The decision to use TypeORM was made after evaluating all popular Python and TypeScript ORMs at the time, and finding that only TypeORM had satisfactory performance, automated migration generation and a strong connection between the database schema and the language's static type checking. Additionally, as sm-graphql handles significantly more SQL operations than engine, it made sense to prioritize convenience in sm-graphql.

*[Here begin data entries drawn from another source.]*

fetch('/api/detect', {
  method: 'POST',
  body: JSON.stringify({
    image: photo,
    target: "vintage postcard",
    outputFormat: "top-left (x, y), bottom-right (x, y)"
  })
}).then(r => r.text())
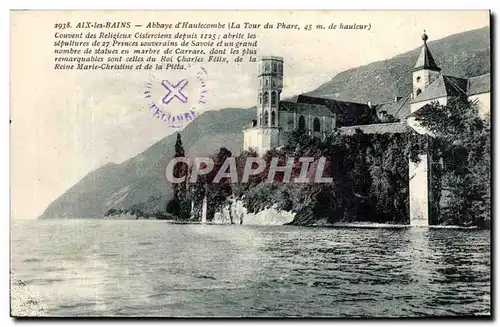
top-left (10, 10), bottom-right (491, 318)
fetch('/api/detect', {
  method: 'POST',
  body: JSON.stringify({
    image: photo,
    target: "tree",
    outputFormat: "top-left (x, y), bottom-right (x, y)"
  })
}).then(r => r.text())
top-left (208, 147), bottom-right (234, 221)
top-left (166, 133), bottom-right (189, 218)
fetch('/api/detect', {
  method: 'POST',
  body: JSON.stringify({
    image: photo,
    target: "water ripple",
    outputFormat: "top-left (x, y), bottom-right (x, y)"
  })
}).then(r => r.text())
top-left (10, 220), bottom-right (491, 317)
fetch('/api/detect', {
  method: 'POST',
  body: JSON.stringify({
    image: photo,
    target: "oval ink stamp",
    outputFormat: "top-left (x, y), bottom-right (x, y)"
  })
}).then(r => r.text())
top-left (144, 64), bottom-right (208, 128)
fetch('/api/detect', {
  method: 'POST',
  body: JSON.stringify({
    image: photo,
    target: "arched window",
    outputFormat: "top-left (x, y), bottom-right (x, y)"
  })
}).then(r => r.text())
top-left (313, 117), bottom-right (321, 132)
top-left (263, 92), bottom-right (269, 106)
top-left (259, 92), bottom-right (262, 105)
top-left (416, 88), bottom-right (422, 96)
top-left (272, 62), bottom-right (277, 72)
top-left (265, 62), bottom-right (269, 72)
top-left (416, 76), bottom-right (421, 82)
top-left (271, 92), bottom-right (276, 106)
top-left (264, 111), bottom-right (269, 126)
top-left (265, 79), bottom-right (269, 87)
top-left (298, 115), bottom-right (306, 131)
top-left (271, 111), bottom-right (276, 126)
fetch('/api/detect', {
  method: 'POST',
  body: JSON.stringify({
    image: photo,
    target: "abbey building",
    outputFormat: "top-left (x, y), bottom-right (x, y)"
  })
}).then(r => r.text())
top-left (243, 32), bottom-right (490, 226)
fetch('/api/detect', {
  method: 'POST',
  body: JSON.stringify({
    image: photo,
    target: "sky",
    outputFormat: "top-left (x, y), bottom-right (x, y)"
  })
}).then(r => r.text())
top-left (10, 10), bottom-right (489, 219)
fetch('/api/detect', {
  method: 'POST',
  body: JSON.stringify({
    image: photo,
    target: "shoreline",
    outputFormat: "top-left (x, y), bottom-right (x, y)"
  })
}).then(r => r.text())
top-left (168, 220), bottom-right (484, 230)
top-left (33, 217), bottom-right (487, 230)
top-left (310, 222), bottom-right (482, 230)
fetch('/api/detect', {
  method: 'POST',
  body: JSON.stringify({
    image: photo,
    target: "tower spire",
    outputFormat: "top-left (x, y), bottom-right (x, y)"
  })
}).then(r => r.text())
top-left (414, 30), bottom-right (440, 71)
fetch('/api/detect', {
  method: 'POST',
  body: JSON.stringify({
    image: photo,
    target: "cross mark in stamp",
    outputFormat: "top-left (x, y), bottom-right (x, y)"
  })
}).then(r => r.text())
top-left (162, 79), bottom-right (189, 105)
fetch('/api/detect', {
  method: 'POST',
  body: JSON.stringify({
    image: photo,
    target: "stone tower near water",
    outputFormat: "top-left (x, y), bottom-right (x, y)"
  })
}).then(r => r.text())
top-left (408, 31), bottom-right (441, 227)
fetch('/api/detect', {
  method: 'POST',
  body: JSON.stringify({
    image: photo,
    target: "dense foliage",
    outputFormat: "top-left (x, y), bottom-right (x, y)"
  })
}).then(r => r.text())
top-left (169, 130), bottom-right (414, 225)
top-left (279, 130), bottom-right (413, 224)
top-left (413, 99), bottom-right (490, 227)
top-left (165, 133), bottom-right (190, 219)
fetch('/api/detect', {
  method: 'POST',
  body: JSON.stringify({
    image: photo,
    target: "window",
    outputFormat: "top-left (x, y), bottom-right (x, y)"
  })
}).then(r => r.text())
top-left (271, 92), bottom-right (276, 106)
top-left (264, 111), bottom-right (269, 126)
top-left (265, 79), bottom-right (269, 87)
top-left (271, 111), bottom-right (276, 126)
top-left (416, 88), bottom-right (422, 96)
top-left (265, 62), bottom-right (269, 72)
top-left (313, 117), bottom-right (321, 132)
top-left (298, 115), bottom-right (306, 131)
top-left (259, 92), bottom-right (262, 105)
top-left (416, 76), bottom-right (421, 82)
top-left (272, 62), bottom-right (277, 72)
top-left (263, 92), bottom-right (269, 106)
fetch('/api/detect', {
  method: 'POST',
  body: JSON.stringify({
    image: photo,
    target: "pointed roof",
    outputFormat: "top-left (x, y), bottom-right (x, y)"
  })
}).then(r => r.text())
top-left (413, 31), bottom-right (441, 72)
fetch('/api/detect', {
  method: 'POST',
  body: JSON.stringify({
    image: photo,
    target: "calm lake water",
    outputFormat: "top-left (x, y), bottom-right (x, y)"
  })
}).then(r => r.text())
top-left (11, 219), bottom-right (490, 317)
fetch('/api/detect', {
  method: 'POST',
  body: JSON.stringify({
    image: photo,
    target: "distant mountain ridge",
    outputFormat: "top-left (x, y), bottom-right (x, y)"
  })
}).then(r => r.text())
top-left (307, 26), bottom-right (490, 104)
top-left (39, 26), bottom-right (490, 219)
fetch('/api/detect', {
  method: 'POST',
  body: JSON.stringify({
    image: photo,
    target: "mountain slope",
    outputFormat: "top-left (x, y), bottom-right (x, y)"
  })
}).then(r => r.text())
top-left (39, 26), bottom-right (490, 219)
top-left (40, 108), bottom-right (255, 218)
top-left (308, 27), bottom-right (490, 103)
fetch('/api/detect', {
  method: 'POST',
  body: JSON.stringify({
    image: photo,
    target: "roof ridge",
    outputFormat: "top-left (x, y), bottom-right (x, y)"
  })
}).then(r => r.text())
top-left (442, 74), bottom-right (467, 80)
top-left (298, 94), bottom-right (367, 106)
top-left (469, 72), bottom-right (491, 80)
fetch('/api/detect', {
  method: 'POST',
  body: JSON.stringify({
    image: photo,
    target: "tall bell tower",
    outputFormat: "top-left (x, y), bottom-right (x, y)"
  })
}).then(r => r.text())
top-left (257, 56), bottom-right (283, 129)
top-left (242, 57), bottom-right (284, 155)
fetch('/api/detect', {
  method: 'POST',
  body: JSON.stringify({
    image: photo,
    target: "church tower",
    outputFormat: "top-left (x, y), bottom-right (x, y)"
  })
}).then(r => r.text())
top-left (243, 57), bottom-right (284, 155)
top-left (412, 31), bottom-right (441, 99)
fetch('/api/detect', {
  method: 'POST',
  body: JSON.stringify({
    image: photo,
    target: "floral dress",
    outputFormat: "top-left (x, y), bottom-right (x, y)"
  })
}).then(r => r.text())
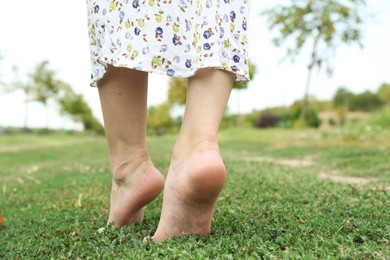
top-left (87, 0), bottom-right (250, 87)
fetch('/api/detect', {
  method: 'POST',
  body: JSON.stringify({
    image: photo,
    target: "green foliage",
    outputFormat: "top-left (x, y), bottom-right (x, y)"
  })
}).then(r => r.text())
top-left (4, 60), bottom-right (59, 103)
top-left (28, 61), bottom-right (59, 104)
top-left (1, 60), bottom-right (103, 134)
top-left (241, 110), bottom-right (260, 128)
top-left (220, 114), bottom-right (239, 130)
top-left (377, 83), bottom-right (390, 104)
top-left (290, 102), bottom-right (321, 128)
top-left (150, 62), bottom-right (258, 133)
top-left (349, 90), bottom-right (384, 112)
top-left (332, 87), bottom-right (350, 124)
top-left (0, 129), bottom-right (389, 258)
top-left (365, 105), bottom-right (390, 128)
top-left (147, 102), bottom-right (176, 135)
top-left (310, 98), bottom-right (333, 112)
top-left (167, 77), bottom-right (187, 106)
top-left (254, 112), bottom-right (281, 128)
top-left (333, 87), bottom-right (351, 107)
top-left (4, 68), bottom-right (34, 99)
top-left (262, 0), bottom-right (366, 121)
top-left (333, 86), bottom-right (386, 114)
top-left (253, 103), bottom-right (321, 129)
top-left (57, 82), bottom-right (104, 136)
top-left (262, 0), bottom-right (366, 70)
top-left (146, 77), bottom-right (185, 135)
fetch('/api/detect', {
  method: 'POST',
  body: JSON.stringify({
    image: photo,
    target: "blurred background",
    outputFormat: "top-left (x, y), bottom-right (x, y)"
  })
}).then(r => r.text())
top-left (0, 0), bottom-right (389, 134)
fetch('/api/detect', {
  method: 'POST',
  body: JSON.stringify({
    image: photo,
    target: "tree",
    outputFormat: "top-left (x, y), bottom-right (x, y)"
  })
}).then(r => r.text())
top-left (2, 60), bottom-right (104, 134)
top-left (333, 87), bottom-right (351, 108)
top-left (147, 102), bottom-right (174, 135)
top-left (6, 66), bottom-right (35, 130)
top-left (167, 77), bottom-right (187, 106)
top-left (145, 77), bottom-right (186, 135)
top-left (57, 81), bottom-right (104, 135)
top-left (333, 87), bottom-right (352, 124)
top-left (151, 63), bottom-right (258, 133)
top-left (29, 61), bottom-right (60, 128)
top-left (2, 61), bottom-right (59, 129)
top-left (29, 61), bottom-right (58, 103)
top-left (349, 90), bottom-right (383, 112)
top-left (0, 56), bottom-right (31, 129)
top-left (262, 0), bottom-right (366, 122)
top-left (377, 83), bottom-right (390, 104)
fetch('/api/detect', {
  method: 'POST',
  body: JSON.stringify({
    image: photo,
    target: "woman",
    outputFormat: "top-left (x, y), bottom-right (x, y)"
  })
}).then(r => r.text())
top-left (86, 0), bottom-right (250, 242)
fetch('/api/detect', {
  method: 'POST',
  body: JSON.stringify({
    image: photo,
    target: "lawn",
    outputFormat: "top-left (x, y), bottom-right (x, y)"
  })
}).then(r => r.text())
top-left (0, 128), bottom-right (389, 258)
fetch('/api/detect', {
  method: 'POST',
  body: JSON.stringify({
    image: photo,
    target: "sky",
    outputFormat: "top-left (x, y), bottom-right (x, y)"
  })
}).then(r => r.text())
top-left (0, 0), bottom-right (389, 129)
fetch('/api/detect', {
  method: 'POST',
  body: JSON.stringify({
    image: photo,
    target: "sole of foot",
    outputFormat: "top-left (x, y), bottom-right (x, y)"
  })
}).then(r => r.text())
top-left (108, 160), bottom-right (164, 227)
top-left (153, 145), bottom-right (226, 242)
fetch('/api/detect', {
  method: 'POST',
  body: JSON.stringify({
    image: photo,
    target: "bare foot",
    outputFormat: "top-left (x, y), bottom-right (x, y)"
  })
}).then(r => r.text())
top-left (153, 142), bottom-right (226, 242)
top-left (108, 160), bottom-right (164, 227)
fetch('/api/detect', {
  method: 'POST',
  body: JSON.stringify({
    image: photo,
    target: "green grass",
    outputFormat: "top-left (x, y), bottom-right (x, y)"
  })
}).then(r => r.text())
top-left (0, 128), bottom-right (389, 258)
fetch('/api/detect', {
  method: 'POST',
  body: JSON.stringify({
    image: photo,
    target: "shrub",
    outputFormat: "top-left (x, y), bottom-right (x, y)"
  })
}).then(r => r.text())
top-left (349, 91), bottom-right (384, 112)
top-left (289, 103), bottom-right (321, 128)
top-left (147, 103), bottom-right (176, 136)
top-left (365, 105), bottom-right (390, 128)
top-left (254, 112), bottom-right (281, 128)
top-left (329, 118), bottom-right (337, 126)
top-left (220, 114), bottom-right (238, 129)
top-left (251, 104), bottom-right (321, 129)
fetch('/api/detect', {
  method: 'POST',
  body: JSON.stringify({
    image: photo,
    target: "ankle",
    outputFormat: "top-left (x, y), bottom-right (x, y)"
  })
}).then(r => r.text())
top-left (172, 135), bottom-right (219, 159)
top-left (111, 153), bottom-right (152, 183)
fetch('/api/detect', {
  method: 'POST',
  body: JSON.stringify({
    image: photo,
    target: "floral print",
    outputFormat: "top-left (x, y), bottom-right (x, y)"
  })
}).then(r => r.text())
top-left (87, 0), bottom-right (250, 87)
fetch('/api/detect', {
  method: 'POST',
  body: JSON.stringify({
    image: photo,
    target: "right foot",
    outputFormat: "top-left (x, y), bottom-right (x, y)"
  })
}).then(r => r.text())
top-left (153, 142), bottom-right (226, 242)
top-left (108, 159), bottom-right (164, 227)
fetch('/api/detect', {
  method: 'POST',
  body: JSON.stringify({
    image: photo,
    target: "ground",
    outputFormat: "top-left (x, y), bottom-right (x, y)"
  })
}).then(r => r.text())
top-left (0, 127), bottom-right (389, 258)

There are currently two SQL namespaces (called "schemas" in SQL terminology, but they shouldn't be confused with the schema definition), public and graphql. graphql was introduced in an attempt to keep the engine and sm-graphql applications independent - a decision that was soon found to slow development with no benefit. After a group discussion, we decided all new tables should be in the public namespace unless there's a good organizational reason not to, such as a new many-to-many table between two existing graphql tables.

Gotchas

There are two `dataset` tables: `public.dataset` and `graphql.dataset`

This is an awkward separation of responsibility - engine manages creation/deletion of public.dataset and sm-graphql manages creation/modification/deletion of graphql.dataset, however both applications can read both tables. They are not connected by a foreign key, and occasionally they go out of sync.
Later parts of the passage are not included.